Canvest Environmental (1381 HK): Grandblue’s Pre-Condition Privatisation at HK$4.90
- Canvest Environmental Protection Group (1381 HK) disclosed a pre-conditional Cayman scheme privatisation from Grandblue Environment Co A (600323 CH) at HK$4.90 per share, an 11.6% premium to the last close price.
- The precondition relates to the completion of capital injection into the offeror, Grandblue shareholder, and regulatory approvals. The heavy presence of SOE entities makes this a formality.
- While not a knockout bid, the offer (which is final) is reasonable. Shareholders with blocking stakes will be supportive.

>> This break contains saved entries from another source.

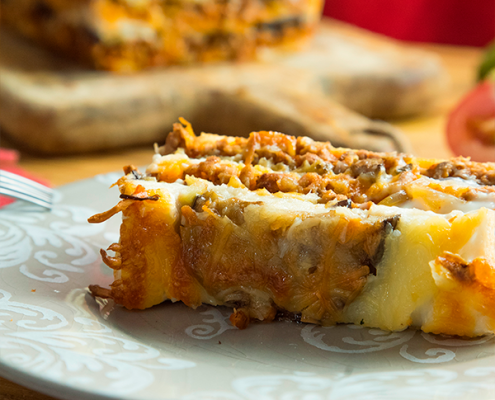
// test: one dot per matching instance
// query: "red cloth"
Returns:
(8, 160)
(460, 22)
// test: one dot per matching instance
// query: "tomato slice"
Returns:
(471, 126)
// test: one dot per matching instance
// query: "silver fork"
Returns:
(18, 187)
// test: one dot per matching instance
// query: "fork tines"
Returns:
(18, 187)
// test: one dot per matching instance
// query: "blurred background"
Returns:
(423, 66)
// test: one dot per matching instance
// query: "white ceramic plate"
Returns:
(55, 338)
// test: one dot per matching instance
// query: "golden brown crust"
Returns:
(126, 36)
(293, 152)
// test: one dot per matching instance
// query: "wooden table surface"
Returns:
(425, 132)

Timing is the key risk as the offer is long-dated.
Robotics+Bobcat Merger: Merger Ratio Revision Possibility & Arb Spread Recalculations
- During Kim Byung-hwan’s hearing, he acknowledged market concerns about the Doosan merger, increasing skepticism about Doosan’s ability to maintain the original merger ratio.
- Calculating Bobcat’s net asset value using the net asset value method yields approximately ₩6.1T, derived from ₩5.95T in year-end equity plus ₩0.13T in adjustments.

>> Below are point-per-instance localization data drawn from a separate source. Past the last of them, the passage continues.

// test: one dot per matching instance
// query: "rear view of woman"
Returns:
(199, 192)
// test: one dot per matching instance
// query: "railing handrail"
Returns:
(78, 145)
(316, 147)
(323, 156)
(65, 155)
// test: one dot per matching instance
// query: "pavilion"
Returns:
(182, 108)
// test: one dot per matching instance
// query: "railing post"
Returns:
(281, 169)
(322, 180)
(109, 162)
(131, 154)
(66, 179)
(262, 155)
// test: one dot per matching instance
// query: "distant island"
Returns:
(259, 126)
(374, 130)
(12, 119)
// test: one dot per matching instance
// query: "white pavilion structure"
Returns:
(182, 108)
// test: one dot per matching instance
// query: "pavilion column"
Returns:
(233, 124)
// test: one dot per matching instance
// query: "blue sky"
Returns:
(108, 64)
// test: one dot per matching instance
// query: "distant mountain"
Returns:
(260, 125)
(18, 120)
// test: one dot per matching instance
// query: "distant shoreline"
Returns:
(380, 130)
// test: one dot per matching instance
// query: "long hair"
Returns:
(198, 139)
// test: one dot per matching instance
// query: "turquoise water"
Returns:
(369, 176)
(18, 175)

- Reassess arb trading opportunities; with no short hedge for Robotics, consider an outright long position in Bobcat if its swap price is revised and the spread widens.
Ryanair – FY25 Weakness Suggests a “normalization” and Prompts Structural Industry Questions
- Ryanair issued a stark warning on summer pricing today with 1Q25 results and we cut our FY25 net income 31% accordingly.
- Our forecasts represent a re-set of unitary economics to pre-pandemic levels and it is difficult to plot improvement unless consolidation benefits or winter surgery help FY26.
- Ryanair’s cost advantage has widened markedly against peers, justifying a strategy of continued market share focus as competitors face greater challenges.
Trapping the Royal Rat-Catcher
- According to The Sunday Times, Philip Jansen is reportedly planning a takeover bid for Rentokil Initial (RTO LN), a FTSE 100 pest control company, with private equity backing.
- Jansen plans to boost Rentokil’s US performance and enhance its integration with Terminix, with the potential to market consolidation. Closest comparable Rollins trades at 33.7x EV/NTM EBIT vs. Rentokil’s 15.7x.
- As a global leader in pest control and hygiene services, Rentokil boasts a strong market position and brand recognition. Rentokil will report its H1 results on 25 July. Long.
SYM: Symbolic Overvaluation, Sell
- We are initiating coverage of Symbotic (SYM) with a Sell Rating and $10 target.
- The latest quarterly report from SYM suggests there could be little in the form of catalysts with the biggest news being related to a business owned by the CEO
- We believe investors are putting too much reliance on SYM generating revenue from Wal-Mart (WMT) even though WMT is also using SYM’s competition for warehouse automation.
CXW: Strong History of Contract Retention Preview 2Q24 Results
- We remain optimistic about CXW’s new business activities, operating improvements and cost containment efforts.
- Over time, we expect occupancies at CXW facilities to continue to increase, the pending ICE termination of services at CXW’s South Texas Family Residential Center notwithstanding, as ICE & multiple government entities seek capacity.
- CXW also continues to strengthen its balance sheet, with a 2Q24 debt offering concurrent with a tender offer for 2026 8.25% notes.